‘Coding for Humanists’ workshop presents new research avenues
Although “coding” and “humanists” are words not typically found in the same sentence, a campus workshop May 13 and 14 proved the two can happily inhabit the same realm.
Organized by Dr. Andrew Schocket, director of the American culture studies program, and taught by Dr. Jerry Schnepp, visual communication technology, the two-day learning experience brought together faculty, staff and graduate students for an introduction to computer programming and exploration of possibilities, along with hands-on experience.
“There’s a wealth of information out there,” Schocket said. “The workshop presented basic concepts about what computer programming is and what the possibilities are for using it to investigate and research large corpuses of materials.”
Following the success of last year’s Digital Cultures Institute, more hands-on activities were wanted, said Schocket, who taught a graduate-level digital humanities course this spring. Thirty participants from 10 areas across campus signed up, plus an English faculty member from the University of Toledo. They came from music, philosophy, theater and film, popular culture, English, American culture studies, German, Russian and East Asian languages, University libraries, the College of Arts and Sciences office, and even computer science. Their digital skills and familiarity varied from beginner to more advanced.
Schnepp, whose doctorate is in computer science but whose earlier background was in communication, music and digital art, “has a very good sense of the humanities and how to think about these problems that humanists would be curious about,” Schocket said.

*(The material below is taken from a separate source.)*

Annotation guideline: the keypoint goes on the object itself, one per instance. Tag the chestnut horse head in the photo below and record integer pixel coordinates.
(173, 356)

Schnepp provided basic instruction in the programming language Ruby, which Schocket described as “more human-like and easier for beginners to parse. It’s a computer language very prevalent in the digital humanities.”
Using Ruby, participants got an introduction to writing programs to extract categories of information from documents and to strip away the computer coding of digitized material in order to be able to more easily read, search and analyze the content. They also learned about the uses of the Application Programming Interface (API), which provides a way for users to write a program to extract data from a website’s database.
Most large bodies of information, such as Twitter, Facebook and Google maps, contain one or several APIs. “We can learn to write programs to extract and manipulate information in the creator of the API never imagined,” Schocket said. “There are all sorts of wonderful things you can do with an API.”
“Everybody picked it up,” Schnepp said, noting that with the nearly universal familiarity with computers today, most people have a fairly strong foundation. “I saw a lot of that ‘Yes!’ gesture when people hit Execute after writing their program and it did what they wanted it to do.
“It’s learning to describe what you want the program to do and specifying that using the syntax of the programming language. You can have it do fairly complex things, like looking for a string of words, in any order, but only following a certain phrase.”
The skills will be especially useful for graduate students, who need to conduct primary research, he said.
Kate Schaab, a graduate student in American culture studies, said, “I think the workshop opened my eyes to a lot of research possibilities and the possibility of extracting data from APIs.”
Her research focuses on manifestations of xenophobia, sexism and classism in immigrant-themed texts and cultural products, which range from novels, documentaries and photographic archives to online video games, commercials and tweets. She foresees using the programming language to quickly cull relevant information from, for example, Twitter responses to the Coca-Cola Super Bowl commercial in Google.
Making materials, especially BGSU’s, accessible is a major concern for the University’s librarians, said participant Libby Hertenstein, cataloger and metadata librarian in Collections and Technical Services. Many of the items in the special collections, for example, are not open to the public, but as they are digitized they become searchable and usable by faculty, staff and students.
“The librarians are really interested in developing transferrable skills in manipulating data and becoming more familiar with coding so we can collaborate and partner with other faculty and see what kinds of projects we can help with,” Hertenstein said.
Held in the active-learning classroom in Hayes Hall (“the perfect setting,” noted Schocket), the coding workshop was sponsored by the Center for Faculty Excellence, the School of Cultural and Critical Studies and ITS.
The team hopes to hold more sessions of the introductory workshop and other, slightly more advanced sessions to cover specific topics.